Перейти на страницу:

Дети в школе будут помнить ее с год или два. Они подарили ей открытку с надписью: «Скорейшего выздоровления!», нарисовав на обложке школу и старательно написав внутри свои имена, некоторые добавили «целую». «ДОРОГАЯ МИССИС ВАЛЕНТАЙН! МЫ НАДЕЕМСЯ, ЧТО ВЫ СКОРО ПОПРАВИТЕСЬ!» Ряды сияющих чистотой мордашек, что пристально смотрели на нее во время утренних сборов. Удаляющийся грохот шагов мистера Прайса, который всегда держал спину прямо, словно шест проглотил. Талантливые, все до единого. Вот и утро. Невероятно, но сын Брандо был одним из них. Тогда она уже вела уроки только в одном классе, но ей казалось, что она его помнит, симпатичного мальчика примерно того же возраста, что и Алек. Теперь он врач, как и его отец. Еще один врач! Под конец доктора остаются единственными, с кем поддерживаешь знакомство, хотя Брандо, по крайней мере, настоящий человек. Она могла бы в этом поклясться. Какое облегчение она испытала, когда он заменил Плейфейра, того напыщенного коротышку, который смотрел на нее свысока, потому что она была женщиной. Строил из себя великого умника, а сам не знал ничего.

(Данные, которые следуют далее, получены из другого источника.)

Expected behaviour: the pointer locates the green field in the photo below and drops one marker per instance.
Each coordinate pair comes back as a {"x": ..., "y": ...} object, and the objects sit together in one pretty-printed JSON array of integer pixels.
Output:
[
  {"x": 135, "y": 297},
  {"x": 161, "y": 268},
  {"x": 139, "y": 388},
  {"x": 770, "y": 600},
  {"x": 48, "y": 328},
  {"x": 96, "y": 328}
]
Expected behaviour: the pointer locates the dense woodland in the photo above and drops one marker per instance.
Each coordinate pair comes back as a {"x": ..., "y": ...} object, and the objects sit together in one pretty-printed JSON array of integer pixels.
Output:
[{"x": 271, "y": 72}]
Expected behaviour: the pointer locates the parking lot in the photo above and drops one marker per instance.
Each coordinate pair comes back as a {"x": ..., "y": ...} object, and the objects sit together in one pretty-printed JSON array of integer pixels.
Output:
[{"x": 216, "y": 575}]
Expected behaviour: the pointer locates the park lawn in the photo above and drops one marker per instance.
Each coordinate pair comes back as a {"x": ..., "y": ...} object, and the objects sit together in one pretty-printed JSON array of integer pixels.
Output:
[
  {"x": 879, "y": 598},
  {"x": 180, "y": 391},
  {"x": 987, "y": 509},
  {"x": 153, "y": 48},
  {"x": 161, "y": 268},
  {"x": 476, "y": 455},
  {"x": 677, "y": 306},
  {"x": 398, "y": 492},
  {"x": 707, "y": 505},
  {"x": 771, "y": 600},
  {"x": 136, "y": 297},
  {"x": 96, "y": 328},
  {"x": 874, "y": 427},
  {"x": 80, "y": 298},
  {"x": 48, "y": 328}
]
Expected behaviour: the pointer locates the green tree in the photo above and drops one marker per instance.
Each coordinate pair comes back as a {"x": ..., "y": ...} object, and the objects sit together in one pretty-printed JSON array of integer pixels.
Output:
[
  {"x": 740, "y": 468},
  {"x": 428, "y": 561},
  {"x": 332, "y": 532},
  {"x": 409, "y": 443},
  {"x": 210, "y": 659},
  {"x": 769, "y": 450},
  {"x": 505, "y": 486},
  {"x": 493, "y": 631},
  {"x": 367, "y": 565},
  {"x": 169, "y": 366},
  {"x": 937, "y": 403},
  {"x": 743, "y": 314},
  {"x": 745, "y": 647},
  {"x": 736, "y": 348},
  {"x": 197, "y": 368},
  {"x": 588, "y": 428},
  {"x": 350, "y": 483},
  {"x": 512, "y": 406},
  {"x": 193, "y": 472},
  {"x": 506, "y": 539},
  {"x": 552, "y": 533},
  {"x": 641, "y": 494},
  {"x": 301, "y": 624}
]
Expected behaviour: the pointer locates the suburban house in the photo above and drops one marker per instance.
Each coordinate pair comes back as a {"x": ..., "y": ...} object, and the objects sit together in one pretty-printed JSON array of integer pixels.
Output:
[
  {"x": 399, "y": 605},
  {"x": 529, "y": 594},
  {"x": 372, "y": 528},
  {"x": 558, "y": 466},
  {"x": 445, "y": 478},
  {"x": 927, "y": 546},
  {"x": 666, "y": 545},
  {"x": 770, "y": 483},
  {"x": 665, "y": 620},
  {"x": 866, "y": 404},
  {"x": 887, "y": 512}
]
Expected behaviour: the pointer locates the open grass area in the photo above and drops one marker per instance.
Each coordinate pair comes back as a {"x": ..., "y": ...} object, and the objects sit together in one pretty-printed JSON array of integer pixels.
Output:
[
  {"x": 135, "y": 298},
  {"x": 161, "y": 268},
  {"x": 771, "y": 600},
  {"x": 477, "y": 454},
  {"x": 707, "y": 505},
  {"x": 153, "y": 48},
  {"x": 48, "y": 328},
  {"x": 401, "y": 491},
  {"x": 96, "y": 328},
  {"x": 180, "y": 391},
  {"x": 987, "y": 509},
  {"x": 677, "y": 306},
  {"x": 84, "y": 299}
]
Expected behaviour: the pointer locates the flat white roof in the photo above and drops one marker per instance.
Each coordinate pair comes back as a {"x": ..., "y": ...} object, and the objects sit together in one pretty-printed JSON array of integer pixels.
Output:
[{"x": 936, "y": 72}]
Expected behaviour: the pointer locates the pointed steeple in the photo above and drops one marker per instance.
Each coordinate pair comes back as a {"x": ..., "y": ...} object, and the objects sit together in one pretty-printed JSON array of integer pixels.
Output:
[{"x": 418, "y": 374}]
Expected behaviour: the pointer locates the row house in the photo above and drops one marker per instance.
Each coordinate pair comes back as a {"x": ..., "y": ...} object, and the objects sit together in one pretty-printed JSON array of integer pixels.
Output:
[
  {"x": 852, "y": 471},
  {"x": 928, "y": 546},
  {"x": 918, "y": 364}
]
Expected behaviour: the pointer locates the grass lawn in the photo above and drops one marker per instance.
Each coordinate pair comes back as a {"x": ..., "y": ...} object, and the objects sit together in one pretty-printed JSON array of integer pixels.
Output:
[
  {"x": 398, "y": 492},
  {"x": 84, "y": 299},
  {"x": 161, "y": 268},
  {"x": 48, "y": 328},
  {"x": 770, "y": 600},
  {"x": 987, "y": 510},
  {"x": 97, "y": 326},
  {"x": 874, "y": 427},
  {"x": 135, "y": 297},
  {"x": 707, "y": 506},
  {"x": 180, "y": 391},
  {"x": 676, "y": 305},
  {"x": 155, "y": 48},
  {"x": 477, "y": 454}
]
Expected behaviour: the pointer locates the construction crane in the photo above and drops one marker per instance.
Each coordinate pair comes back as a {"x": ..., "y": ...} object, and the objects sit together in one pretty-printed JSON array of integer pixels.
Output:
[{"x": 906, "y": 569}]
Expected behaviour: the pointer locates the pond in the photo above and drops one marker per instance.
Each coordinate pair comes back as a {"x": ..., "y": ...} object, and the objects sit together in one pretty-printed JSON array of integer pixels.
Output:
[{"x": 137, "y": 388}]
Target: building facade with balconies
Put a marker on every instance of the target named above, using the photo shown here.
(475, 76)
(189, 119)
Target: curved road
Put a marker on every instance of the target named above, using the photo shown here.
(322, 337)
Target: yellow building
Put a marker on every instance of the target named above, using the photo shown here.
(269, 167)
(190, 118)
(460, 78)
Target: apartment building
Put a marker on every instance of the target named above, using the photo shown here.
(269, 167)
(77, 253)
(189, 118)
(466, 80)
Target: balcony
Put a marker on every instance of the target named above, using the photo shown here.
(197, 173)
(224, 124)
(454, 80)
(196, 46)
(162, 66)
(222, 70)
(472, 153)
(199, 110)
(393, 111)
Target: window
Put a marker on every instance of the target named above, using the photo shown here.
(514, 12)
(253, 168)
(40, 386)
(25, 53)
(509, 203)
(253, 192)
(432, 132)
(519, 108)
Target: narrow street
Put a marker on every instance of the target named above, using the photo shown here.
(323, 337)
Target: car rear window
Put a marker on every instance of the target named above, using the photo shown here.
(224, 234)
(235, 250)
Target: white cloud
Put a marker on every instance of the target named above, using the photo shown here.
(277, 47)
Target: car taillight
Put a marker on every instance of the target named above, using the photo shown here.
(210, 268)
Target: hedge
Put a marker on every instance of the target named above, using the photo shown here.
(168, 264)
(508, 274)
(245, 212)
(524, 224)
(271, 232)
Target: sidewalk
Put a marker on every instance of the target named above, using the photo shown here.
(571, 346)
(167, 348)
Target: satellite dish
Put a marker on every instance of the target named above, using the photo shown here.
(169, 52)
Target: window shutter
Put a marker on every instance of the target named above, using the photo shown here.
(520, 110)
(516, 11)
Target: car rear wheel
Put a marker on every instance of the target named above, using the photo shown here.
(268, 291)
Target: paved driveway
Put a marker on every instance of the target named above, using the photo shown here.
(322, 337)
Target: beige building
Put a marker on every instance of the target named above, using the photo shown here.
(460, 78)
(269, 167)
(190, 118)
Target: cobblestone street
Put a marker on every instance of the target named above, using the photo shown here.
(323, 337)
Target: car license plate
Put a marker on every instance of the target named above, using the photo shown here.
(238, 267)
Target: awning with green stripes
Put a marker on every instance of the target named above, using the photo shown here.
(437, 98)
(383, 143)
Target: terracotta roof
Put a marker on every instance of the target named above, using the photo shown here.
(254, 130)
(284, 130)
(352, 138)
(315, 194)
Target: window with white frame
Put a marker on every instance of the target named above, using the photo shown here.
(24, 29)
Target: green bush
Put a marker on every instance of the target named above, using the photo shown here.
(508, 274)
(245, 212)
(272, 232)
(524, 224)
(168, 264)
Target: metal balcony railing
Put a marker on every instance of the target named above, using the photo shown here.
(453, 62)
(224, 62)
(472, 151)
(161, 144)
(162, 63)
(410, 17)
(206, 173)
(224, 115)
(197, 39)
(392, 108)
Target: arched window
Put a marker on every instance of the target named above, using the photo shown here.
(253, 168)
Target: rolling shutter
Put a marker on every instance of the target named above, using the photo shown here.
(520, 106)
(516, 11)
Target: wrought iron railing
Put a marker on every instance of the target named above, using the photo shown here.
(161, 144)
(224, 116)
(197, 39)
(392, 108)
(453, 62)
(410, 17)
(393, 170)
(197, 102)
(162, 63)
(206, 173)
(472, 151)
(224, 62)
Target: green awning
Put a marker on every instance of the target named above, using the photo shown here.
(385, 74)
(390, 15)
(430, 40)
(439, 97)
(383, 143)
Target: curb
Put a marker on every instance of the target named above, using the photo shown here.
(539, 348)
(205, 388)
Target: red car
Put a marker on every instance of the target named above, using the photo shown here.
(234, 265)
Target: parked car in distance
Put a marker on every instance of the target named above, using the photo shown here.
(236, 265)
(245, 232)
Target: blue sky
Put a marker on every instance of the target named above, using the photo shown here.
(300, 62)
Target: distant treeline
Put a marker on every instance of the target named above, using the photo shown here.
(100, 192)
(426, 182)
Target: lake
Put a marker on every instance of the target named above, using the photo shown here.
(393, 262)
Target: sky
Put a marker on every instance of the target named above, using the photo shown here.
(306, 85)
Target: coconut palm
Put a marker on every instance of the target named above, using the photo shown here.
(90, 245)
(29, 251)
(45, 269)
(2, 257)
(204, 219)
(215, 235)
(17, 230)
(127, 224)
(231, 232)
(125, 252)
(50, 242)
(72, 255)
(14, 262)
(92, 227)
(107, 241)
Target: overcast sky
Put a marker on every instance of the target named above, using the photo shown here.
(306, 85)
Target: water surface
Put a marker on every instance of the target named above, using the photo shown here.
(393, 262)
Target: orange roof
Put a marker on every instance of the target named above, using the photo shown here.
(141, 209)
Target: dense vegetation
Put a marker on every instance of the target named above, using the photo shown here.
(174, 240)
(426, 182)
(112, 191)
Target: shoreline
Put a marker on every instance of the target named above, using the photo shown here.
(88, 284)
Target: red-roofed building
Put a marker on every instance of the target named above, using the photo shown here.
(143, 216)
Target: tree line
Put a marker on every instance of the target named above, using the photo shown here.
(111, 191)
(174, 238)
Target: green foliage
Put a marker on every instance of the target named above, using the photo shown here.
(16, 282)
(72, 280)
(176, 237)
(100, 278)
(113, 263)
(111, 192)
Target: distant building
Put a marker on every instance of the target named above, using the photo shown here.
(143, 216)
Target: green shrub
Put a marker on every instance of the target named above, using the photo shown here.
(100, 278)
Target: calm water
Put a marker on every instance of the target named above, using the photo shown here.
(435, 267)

Когда она приходила на прием к Брандо, прежде чем ее состояние снова ухудшилось — регулярных осмотров он не отменял, — они больше говорили о детях или о себе, чем о раке. Его отец был итальянцем-военнопленным — сидел в лагере под Сомерсетом, а после войны женился на местной девушке и открыл ресторанчик в Бристоле — этим ресторанчиком до сих пор управляет какой-то его племянник. Брандо говорил, что иногда во сне он чувствует запах домашней поленты, а она со смехом признавалась, что ей часто снится чатни ее матери и дни, когда она его готовила: кухня, полная пара, немного сладкого, немного пряного, который не выветривался и за несколько дней.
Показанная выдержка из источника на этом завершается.